The immortalized macrophage cell line J774A.1 (J774, ATCC TIB-67) was utilized to determine influence of azithromycin over macrophage phenotype in an in vitro culture system. J774 cells are a mouse macrophage line derived from BALB/cN adult mice.24 Cells were grown in complete RPMI 1640 media (Invitrogen, Carlsbad, CA, USA) containing penicillin (100 U/mL), streptomycin (100 mg/L) and 10% fetal calf serum at 37°C and 5% CO2. Cells undergoing log-phase growth were incubated overnight with either IFN{gamma} (100 ng/mL) or IL-4/IL-13 (30 µM), along with azithromycin (15–30 µM) at a density of 2 x 105 cells/mL in 24-well tissue culture-treated plates. The next morning the cells were stimulated with lipopolysaccharide (LPS) (50 ng/mL) for 4, 8 or 24 h. Control conditions included cells treated without cytokines, without LPS and without azithromycin. Cells were harvested and centrifuged, and supernatants were collected and frozen at –80°C. Cells were washed with 2 mL of PBS, and an aliquot for arginase activity and intracellular protein quantification was also frozen at –80°C. Fresh single-cell suspensions were immediately utilized for phenotyping.

Surface marker expression

J774 cells were incubated with multiple fluorescently labelled monoclonal antibodies specific for mouse macrophage cell surface markers to delineate macrophages of the M1 and M2 phenotypes as described previously.25 The following antibodies were utilized: rat anti-mouse mannose receptor (MR) antibody conjugated to phycoerythrin (PE) (Serotec, Raleigh, NC, USA), rat anti-mouse CD23 antibody conjugated to PE-Cy5 (BD Biosciences, Mountain View, CA, USA) and rat anti-mouse CCR7 antibody conjugated to allophycocyanin (APC) (BioLegend, San Diego, CA, USA). These specific receptors were chosen based on their roles in alternatively and classically activated macrophages as cited in the literature.21,2628 Single-cell suspensions were washed before and after staining with 2 mL of PBS containing 0.1% BSA and 0.02% sodium azide, and labelling was performed in 100 µL of this buffer.

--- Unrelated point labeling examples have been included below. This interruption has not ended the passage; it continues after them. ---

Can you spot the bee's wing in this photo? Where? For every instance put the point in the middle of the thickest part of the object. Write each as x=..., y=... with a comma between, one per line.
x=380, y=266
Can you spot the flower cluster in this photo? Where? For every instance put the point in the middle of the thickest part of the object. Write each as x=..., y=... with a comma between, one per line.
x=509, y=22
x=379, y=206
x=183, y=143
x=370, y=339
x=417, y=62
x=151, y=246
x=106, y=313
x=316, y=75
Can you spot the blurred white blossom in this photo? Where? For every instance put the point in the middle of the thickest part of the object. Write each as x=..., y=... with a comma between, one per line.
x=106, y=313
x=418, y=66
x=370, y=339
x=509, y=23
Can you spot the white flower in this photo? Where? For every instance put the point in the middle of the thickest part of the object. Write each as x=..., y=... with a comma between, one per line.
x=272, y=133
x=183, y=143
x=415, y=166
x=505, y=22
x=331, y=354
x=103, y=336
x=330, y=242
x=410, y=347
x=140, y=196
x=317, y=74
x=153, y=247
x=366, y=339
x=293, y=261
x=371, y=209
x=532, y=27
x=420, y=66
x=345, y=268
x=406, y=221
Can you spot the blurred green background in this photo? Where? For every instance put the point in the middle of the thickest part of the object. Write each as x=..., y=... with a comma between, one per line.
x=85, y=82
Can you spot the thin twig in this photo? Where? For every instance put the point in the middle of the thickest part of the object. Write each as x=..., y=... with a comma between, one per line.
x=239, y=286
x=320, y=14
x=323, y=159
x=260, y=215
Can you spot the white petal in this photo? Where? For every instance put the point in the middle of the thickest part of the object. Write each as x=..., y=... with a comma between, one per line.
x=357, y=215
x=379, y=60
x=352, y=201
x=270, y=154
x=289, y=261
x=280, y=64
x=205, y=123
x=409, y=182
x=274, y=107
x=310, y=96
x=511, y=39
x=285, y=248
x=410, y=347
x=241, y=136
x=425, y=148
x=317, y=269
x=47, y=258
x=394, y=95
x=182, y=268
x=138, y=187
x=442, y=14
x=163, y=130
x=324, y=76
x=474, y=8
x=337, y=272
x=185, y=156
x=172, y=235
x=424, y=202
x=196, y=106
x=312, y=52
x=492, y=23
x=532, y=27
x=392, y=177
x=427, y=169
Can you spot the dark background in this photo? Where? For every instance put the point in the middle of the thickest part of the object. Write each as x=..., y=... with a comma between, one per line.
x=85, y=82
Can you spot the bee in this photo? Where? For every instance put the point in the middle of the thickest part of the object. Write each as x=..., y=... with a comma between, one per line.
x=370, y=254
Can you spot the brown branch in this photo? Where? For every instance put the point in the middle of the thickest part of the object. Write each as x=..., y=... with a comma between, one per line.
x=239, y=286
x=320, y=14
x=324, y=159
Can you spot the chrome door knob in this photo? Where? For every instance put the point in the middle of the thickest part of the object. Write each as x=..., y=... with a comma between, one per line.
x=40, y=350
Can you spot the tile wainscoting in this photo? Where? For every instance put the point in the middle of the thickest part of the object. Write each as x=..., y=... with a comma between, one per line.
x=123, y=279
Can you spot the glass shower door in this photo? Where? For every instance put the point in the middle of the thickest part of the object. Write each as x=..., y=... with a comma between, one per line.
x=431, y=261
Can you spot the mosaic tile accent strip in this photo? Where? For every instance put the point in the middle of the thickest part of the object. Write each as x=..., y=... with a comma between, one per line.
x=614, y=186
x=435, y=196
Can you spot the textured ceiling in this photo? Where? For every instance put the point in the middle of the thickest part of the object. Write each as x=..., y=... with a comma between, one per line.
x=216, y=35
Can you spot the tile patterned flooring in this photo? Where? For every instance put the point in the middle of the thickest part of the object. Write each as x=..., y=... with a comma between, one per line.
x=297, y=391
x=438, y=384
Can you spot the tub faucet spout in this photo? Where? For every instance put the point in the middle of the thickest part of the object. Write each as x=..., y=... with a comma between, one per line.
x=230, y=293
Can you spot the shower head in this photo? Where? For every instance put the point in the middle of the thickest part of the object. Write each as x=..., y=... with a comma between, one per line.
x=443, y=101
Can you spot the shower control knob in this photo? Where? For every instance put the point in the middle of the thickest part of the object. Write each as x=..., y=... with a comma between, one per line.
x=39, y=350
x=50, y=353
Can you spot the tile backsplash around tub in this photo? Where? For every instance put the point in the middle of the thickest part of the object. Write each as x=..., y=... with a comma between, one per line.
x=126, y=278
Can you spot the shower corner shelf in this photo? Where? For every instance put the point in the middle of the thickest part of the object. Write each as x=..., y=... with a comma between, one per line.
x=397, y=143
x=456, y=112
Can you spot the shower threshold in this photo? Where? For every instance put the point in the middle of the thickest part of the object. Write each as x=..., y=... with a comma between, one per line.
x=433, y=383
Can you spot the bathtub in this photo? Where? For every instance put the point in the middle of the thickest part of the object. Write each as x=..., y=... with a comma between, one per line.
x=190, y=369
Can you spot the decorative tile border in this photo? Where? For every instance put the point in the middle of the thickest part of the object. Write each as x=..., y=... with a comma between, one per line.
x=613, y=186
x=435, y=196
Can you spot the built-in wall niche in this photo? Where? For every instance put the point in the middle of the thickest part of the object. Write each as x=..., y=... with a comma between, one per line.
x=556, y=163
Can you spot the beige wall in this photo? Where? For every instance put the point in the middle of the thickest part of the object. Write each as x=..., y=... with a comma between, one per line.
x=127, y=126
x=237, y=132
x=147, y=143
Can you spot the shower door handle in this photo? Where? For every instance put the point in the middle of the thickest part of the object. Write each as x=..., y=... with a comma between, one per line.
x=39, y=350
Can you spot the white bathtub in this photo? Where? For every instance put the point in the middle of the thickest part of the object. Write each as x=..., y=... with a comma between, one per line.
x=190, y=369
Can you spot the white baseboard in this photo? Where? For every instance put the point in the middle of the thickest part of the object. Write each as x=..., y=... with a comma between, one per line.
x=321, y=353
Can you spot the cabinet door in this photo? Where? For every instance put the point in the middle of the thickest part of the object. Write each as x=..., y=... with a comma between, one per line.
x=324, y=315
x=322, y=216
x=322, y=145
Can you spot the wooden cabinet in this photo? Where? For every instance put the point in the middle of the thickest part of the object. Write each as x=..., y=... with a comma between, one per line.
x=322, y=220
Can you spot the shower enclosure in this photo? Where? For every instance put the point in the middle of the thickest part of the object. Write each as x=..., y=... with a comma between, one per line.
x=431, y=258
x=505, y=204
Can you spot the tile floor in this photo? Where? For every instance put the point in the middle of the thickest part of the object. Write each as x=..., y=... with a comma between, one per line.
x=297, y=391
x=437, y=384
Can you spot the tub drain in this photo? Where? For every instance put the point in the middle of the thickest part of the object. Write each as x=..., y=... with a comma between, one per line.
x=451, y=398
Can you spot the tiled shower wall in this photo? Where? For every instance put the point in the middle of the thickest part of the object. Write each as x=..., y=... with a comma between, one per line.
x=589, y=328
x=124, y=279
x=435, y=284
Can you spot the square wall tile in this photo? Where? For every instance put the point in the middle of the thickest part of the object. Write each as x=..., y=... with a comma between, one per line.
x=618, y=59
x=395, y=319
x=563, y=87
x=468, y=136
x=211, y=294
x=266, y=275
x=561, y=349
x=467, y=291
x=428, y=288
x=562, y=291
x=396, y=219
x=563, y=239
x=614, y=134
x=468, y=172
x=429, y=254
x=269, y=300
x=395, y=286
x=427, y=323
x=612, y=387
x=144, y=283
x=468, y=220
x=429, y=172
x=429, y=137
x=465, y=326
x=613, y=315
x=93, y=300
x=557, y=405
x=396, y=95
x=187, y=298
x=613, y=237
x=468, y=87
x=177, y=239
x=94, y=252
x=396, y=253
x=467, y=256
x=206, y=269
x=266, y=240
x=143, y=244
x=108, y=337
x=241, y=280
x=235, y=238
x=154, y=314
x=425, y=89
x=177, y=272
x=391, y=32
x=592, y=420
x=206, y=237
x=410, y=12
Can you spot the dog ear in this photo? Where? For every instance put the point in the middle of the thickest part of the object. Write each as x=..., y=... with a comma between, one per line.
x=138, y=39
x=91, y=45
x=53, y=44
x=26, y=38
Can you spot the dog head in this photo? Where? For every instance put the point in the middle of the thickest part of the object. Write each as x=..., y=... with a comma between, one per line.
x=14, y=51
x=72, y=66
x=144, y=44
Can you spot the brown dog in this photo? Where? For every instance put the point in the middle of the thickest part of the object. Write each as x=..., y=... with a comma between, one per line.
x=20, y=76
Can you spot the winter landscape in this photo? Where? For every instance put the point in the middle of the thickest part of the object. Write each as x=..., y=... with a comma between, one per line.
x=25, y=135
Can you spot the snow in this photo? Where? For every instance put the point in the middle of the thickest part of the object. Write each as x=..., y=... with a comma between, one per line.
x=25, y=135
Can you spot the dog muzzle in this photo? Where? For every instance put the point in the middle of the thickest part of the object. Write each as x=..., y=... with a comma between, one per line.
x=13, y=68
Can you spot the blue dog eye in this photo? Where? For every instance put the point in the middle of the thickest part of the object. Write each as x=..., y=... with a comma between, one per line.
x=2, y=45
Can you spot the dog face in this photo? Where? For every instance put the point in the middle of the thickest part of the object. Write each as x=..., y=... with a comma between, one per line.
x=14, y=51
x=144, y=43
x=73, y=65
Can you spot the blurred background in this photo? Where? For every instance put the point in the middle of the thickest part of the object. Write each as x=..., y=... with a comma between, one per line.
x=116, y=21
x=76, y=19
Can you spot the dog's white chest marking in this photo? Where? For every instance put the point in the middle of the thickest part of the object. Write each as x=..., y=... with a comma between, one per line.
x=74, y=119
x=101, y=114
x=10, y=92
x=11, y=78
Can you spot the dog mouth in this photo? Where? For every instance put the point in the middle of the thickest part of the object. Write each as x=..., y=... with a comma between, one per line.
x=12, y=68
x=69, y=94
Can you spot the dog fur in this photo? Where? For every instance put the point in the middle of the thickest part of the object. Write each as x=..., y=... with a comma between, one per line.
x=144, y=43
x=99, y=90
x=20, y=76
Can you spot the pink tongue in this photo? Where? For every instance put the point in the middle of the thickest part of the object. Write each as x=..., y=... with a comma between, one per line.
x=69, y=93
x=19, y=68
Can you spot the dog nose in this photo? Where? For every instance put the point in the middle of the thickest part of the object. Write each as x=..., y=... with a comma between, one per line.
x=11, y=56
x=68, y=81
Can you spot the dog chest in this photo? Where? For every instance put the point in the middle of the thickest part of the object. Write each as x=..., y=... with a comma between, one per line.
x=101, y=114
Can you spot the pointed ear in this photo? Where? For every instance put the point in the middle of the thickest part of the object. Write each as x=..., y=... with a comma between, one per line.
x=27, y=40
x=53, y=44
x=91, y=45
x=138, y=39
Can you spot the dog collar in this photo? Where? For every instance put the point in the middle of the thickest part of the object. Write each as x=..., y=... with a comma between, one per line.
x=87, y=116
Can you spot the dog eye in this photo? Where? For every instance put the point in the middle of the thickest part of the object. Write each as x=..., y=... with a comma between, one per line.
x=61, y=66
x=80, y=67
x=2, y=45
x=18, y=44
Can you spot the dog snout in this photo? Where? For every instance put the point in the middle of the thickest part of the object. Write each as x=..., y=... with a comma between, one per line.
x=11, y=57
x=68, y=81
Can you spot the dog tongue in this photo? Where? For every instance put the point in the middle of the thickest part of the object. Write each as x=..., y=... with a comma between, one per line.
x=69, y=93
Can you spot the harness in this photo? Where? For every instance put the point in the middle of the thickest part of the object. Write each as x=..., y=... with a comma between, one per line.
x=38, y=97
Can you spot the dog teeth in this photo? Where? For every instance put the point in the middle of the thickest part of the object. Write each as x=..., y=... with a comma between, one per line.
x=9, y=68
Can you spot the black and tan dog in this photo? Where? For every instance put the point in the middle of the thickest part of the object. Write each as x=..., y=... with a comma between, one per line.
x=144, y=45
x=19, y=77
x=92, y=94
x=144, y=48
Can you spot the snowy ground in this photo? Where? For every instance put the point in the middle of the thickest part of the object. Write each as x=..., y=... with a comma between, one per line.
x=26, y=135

All cells were analysed for phenotype by flow cytometric multiparameter analysis using a FACSCaliber Flow Cytometer (BD Biosciences). Greater than 50 000 events per sample were routinely examined. The percentage of cells staining positive for each surface protein was determined by comparing test samples with unstained and isotype control-stained samples.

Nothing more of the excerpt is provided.